By law, British motor insurers must cover your car for the minimum cover required by the law in other European countries, or the minimum cover required by UK law, whichever is greater.
In most cases, this means that no matter where you are driving your car, you’ll have at least Third Party coverage. There are special conditions that may apply however, and you’d do best to check with your individual insurer to find out about limits or conditions on your policy. These are some of the most common limits and conditions found on UK policies regarding driving your own car abroad.

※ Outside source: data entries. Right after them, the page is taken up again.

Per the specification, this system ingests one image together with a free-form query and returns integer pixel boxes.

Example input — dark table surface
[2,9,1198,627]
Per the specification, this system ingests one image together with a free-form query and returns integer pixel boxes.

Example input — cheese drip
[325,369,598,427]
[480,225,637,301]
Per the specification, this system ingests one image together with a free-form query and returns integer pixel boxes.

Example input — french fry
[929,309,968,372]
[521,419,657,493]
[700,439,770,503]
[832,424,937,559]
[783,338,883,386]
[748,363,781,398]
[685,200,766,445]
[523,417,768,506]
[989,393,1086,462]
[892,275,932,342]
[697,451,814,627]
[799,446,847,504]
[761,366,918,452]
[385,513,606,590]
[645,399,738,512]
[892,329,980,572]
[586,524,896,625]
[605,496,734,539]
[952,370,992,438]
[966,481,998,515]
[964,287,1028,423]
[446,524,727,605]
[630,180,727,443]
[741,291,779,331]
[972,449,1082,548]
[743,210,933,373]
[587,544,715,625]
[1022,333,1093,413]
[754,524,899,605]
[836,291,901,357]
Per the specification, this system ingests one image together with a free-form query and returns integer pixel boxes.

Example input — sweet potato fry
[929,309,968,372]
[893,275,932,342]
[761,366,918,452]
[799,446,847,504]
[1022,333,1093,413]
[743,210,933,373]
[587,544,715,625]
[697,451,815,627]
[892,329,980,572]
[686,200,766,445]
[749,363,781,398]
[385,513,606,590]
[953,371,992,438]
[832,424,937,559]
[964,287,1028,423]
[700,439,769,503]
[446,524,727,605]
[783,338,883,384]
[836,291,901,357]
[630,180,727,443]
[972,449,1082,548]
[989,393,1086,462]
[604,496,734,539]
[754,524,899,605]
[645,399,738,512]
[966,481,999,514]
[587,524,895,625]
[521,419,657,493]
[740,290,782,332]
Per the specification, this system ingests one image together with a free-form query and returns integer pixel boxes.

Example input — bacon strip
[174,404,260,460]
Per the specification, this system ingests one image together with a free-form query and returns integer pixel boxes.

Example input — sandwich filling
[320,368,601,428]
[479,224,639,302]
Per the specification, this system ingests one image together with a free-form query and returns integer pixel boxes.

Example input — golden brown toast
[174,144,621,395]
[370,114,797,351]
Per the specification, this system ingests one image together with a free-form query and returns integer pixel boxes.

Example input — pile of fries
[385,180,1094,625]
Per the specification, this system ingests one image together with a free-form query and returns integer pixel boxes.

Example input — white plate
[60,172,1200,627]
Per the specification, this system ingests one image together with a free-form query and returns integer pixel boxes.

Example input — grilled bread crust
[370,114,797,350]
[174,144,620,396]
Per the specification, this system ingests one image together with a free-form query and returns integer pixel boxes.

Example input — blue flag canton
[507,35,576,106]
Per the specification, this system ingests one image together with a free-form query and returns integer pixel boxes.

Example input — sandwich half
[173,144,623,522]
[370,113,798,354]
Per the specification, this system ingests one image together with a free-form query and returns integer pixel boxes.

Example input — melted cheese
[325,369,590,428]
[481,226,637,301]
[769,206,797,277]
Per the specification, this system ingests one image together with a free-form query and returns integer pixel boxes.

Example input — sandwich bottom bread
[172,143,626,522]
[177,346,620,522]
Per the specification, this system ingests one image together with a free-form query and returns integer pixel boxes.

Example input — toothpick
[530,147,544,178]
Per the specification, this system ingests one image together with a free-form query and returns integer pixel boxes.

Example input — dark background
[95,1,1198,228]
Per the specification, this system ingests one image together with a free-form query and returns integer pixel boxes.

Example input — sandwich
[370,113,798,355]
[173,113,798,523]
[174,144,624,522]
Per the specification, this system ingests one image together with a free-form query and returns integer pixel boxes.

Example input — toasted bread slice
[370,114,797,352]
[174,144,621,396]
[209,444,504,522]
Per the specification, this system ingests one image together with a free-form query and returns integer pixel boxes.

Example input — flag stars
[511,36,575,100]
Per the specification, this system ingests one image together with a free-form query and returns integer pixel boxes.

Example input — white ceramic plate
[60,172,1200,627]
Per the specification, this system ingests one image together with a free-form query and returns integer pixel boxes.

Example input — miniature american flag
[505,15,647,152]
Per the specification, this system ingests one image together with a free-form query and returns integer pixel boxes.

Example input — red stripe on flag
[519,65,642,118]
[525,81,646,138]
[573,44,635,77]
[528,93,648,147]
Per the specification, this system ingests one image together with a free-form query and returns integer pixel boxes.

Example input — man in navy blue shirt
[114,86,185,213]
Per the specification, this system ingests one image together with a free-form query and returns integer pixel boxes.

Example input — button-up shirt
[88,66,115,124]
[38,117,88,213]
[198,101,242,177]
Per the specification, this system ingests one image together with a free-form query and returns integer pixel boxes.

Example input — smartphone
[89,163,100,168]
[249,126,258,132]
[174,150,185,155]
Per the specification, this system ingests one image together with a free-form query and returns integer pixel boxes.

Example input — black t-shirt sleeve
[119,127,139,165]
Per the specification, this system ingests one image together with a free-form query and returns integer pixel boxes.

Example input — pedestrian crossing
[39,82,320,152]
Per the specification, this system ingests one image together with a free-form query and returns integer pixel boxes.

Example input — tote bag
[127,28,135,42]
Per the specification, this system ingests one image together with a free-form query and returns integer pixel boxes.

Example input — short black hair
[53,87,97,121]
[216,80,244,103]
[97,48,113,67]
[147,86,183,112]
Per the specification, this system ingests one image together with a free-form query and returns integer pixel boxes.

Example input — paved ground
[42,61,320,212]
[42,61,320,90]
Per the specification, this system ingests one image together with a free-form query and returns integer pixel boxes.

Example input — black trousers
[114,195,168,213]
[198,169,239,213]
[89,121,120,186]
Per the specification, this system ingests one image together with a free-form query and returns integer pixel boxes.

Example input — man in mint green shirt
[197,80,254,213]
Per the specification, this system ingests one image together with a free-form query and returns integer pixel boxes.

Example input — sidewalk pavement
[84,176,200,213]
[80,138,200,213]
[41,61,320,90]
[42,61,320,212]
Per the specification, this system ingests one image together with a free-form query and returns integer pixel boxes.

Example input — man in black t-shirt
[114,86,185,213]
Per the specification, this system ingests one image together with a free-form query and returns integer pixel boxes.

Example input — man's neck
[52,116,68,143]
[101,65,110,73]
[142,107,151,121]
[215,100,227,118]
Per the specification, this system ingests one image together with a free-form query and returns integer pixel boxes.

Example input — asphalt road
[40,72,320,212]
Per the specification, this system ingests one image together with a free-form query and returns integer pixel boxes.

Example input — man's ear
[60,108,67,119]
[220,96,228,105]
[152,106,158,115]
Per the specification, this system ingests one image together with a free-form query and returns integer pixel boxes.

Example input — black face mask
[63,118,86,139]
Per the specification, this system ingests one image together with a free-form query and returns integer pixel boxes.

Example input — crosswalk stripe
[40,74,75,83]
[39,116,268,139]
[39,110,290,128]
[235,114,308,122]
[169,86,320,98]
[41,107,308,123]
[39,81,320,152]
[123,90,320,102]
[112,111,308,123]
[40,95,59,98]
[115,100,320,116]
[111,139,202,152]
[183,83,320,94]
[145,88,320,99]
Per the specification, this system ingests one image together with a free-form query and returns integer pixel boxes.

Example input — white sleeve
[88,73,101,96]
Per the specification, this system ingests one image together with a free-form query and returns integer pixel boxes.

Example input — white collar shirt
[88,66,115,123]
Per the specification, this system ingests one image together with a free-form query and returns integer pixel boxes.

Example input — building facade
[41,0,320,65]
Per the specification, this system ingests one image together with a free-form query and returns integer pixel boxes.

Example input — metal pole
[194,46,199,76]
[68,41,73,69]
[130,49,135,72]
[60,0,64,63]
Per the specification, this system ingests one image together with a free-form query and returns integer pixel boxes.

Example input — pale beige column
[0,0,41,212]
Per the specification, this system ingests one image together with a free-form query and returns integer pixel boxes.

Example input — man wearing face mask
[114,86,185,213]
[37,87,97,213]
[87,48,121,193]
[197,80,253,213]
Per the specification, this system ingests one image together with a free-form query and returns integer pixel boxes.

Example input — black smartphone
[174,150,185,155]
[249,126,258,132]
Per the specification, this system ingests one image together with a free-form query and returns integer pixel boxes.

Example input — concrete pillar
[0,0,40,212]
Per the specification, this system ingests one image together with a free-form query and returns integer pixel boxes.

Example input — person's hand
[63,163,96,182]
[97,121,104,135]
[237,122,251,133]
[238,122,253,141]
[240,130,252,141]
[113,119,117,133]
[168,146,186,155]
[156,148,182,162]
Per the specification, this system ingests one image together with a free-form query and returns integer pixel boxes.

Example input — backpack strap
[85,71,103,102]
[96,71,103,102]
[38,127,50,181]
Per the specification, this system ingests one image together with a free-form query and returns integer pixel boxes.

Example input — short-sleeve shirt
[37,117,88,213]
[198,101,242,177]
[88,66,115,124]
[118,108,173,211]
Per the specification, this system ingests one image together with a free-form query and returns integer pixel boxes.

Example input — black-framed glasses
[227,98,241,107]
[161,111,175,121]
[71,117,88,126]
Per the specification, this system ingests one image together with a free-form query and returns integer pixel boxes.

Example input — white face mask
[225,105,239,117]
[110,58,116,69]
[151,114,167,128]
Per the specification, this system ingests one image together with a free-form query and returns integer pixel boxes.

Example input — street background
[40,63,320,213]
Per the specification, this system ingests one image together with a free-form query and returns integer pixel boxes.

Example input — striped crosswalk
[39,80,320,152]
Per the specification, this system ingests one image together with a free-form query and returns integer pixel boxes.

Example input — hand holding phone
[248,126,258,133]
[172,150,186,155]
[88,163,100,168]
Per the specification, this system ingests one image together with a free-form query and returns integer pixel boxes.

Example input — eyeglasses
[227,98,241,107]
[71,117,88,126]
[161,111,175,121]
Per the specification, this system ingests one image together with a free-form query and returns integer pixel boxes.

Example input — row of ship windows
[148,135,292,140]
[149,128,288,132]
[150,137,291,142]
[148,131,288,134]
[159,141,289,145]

No cover for damage to your own vehicle
While you may have cover for collision damages when driving at home, many insurers will only cover damage to other vehicles if you are driving abroad. You can extend your policy to cover damages to your car from fire, theft and collision while abroad by talking with your insurance company or broker.
No breakdown cover abroad
Even if you extend your car insurance to cover you while driving your car overseas, you won’t be covered if your car should breakdown on the side of the road. Your insurer may be able to provide international breakdown cover, though you may get a better price on breakdown cover if you buy it in conjunction with your holiday insurance or even through your home insurer.
Advance notification required
Some car insurance companies require you to notify them in advance if you will be taking your car abroad with you. If you fail to give them notice and are involved in an accident, you may be left with only third party cover. Check your policy to find out how much advance notice your insurer requires in order to extend your policy to cover you when driving your car abroad.

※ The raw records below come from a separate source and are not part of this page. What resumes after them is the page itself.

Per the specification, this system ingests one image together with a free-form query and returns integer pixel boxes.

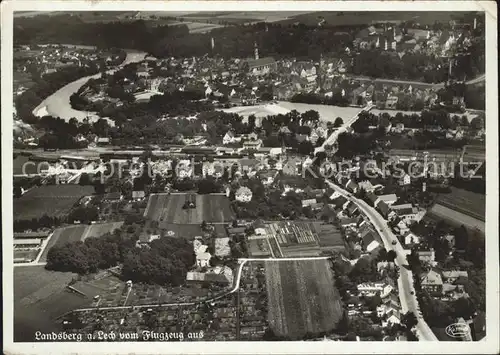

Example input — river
[32,50,147,123]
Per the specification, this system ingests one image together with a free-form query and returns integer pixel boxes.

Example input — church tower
[254,42,259,60]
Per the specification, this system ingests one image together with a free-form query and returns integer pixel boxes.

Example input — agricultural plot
[81,221,124,241]
[265,260,343,339]
[277,11,465,26]
[248,238,272,257]
[436,187,485,222]
[125,283,212,306]
[14,249,41,263]
[313,223,346,252]
[14,185,94,221]
[145,193,234,224]
[428,203,485,234]
[38,225,88,262]
[14,265,82,341]
[264,221,329,257]
[13,154,40,175]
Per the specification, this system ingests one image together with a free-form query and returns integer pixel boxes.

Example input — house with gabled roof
[345,179,359,193]
[362,230,382,253]
[420,268,443,295]
[345,201,359,217]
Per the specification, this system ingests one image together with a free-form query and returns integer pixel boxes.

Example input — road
[349,73,485,88]
[465,73,485,85]
[315,103,375,155]
[325,179,438,341]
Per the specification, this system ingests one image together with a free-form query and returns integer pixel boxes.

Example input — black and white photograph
[2,1,498,354]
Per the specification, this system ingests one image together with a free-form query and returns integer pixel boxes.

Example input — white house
[375,194,398,206]
[302,198,317,208]
[396,219,410,235]
[358,180,376,192]
[254,226,267,236]
[243,139,263,150]
[193,239,211,268]
[399,173,411,186]
[357,282,393,298]
[381,309,402,327]
[223,131,241,145]
[404,232,421,246]
[235,186,253,203]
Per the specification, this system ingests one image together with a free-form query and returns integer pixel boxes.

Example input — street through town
[325,179,438,341]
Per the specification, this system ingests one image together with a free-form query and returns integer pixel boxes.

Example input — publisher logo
[445,323,471,339]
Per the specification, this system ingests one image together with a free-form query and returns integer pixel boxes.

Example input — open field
[14,265,84,341]
[436,187,485,222]
[427,203,485,234]
[278,101,362,122]
[13,154,41,175]
[312,223,345,252]
[39,222,124,262]
[14,185,95,221]
[222,102,362,123]
[265,260,343,339]
[145,193,235,224]
[81,221,125,241]
[39,225,87,262]
[277,11,471,26]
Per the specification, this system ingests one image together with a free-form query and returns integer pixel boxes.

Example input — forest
[45,223,196,286]
[14,15,355,60]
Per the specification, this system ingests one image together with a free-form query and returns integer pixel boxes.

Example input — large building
[243,42,277,76]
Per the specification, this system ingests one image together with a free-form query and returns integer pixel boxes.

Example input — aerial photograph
[11,10,487,343]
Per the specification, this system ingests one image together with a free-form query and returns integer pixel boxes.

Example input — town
[11,10,486,343]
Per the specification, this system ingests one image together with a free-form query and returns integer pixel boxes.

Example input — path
[315,103,374,155]
[349,73,485,88]
[65,256,331,313]
[325,179,438,341]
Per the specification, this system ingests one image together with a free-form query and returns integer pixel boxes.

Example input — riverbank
[32,50,147,123]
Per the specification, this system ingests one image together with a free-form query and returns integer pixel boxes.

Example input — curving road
[325,179,438,341]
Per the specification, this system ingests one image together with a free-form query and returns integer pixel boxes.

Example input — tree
[453,225,469,250]
[452,297,476,320]
[79,173,92,186]
[14,185,23,198]
[386,250,397,262]
[333,117,344,128]
[470,116,483,130]
[401,311,418,330]
[350,257,377,283]
[297,140,314,156]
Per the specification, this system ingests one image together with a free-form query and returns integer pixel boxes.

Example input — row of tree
[46,224,196,285]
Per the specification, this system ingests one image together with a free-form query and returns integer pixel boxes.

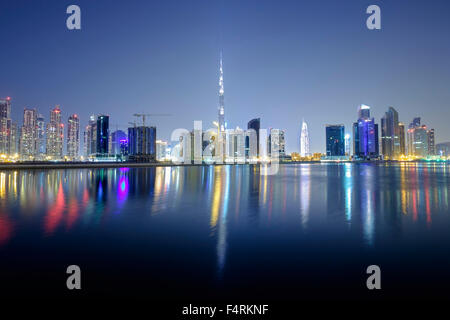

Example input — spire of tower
[218,50,225,132]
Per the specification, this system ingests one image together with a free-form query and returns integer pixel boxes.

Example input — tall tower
[20,108,37,159]
[46,105,64,159]
[67,114,80,160]
[300,119,310,157]
[218,51,225,132]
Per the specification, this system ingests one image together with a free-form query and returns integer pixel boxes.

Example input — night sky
[1,0,449,153]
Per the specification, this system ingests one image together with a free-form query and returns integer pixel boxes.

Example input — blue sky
[1,0,449,153]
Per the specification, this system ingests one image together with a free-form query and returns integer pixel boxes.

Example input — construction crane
[133,113,171,127]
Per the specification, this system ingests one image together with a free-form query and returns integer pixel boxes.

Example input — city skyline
[1,0,450,154]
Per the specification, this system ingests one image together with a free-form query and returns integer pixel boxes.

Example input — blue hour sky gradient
[0,0,450,153]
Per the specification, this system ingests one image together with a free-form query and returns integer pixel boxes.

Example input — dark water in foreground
[1,163,450,301]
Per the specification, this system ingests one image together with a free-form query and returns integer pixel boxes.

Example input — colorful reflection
[0,163,448,274]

Time limits on motor insurance abroad
Some higher end motor insurance policies allow you full coverage overseas for up to a stated length of time – generally 30 to 90 days – at no extra charge. They still require advance notice to extend your coverage, but as long as your overseas visits are less than the stated amount of time, you won’t be charged an extra premium. Be sure to check for any limitations on your policy while overseas. In most cases, only repairs will be covered. You’ll have to make other arrangements for transportation, car hire and other accommodations.
** Tips for Taking Your Car Abroad **
1. Check to find out how much cover your current motor insurance provides if you are traveling abroad.
2. Arrange for a Green Card through your insurer. The Green Card is an easy way to provide proof of insurance cover in most European countries.
3. Get separate breakdown cover. Most motor insurance policies do not provide any breakdown cover in foreign countries. If you carry separate breakdown cover at home, however, check that policy. Some may cover you for short trips abroad at no additional cost.
4. Ask your insurer for a European accident statement form and keep it with you. Most will provide one free of charge. It’s a handy way to jot down details of an accident while they are still fresh in your mind.
5. Because foreign cars are an attractive target for thieves, take precautions to make it difficult to steal your car. Always lock the doors, and keep motor insurance and vehicle ownership papers on your person rather than in your car.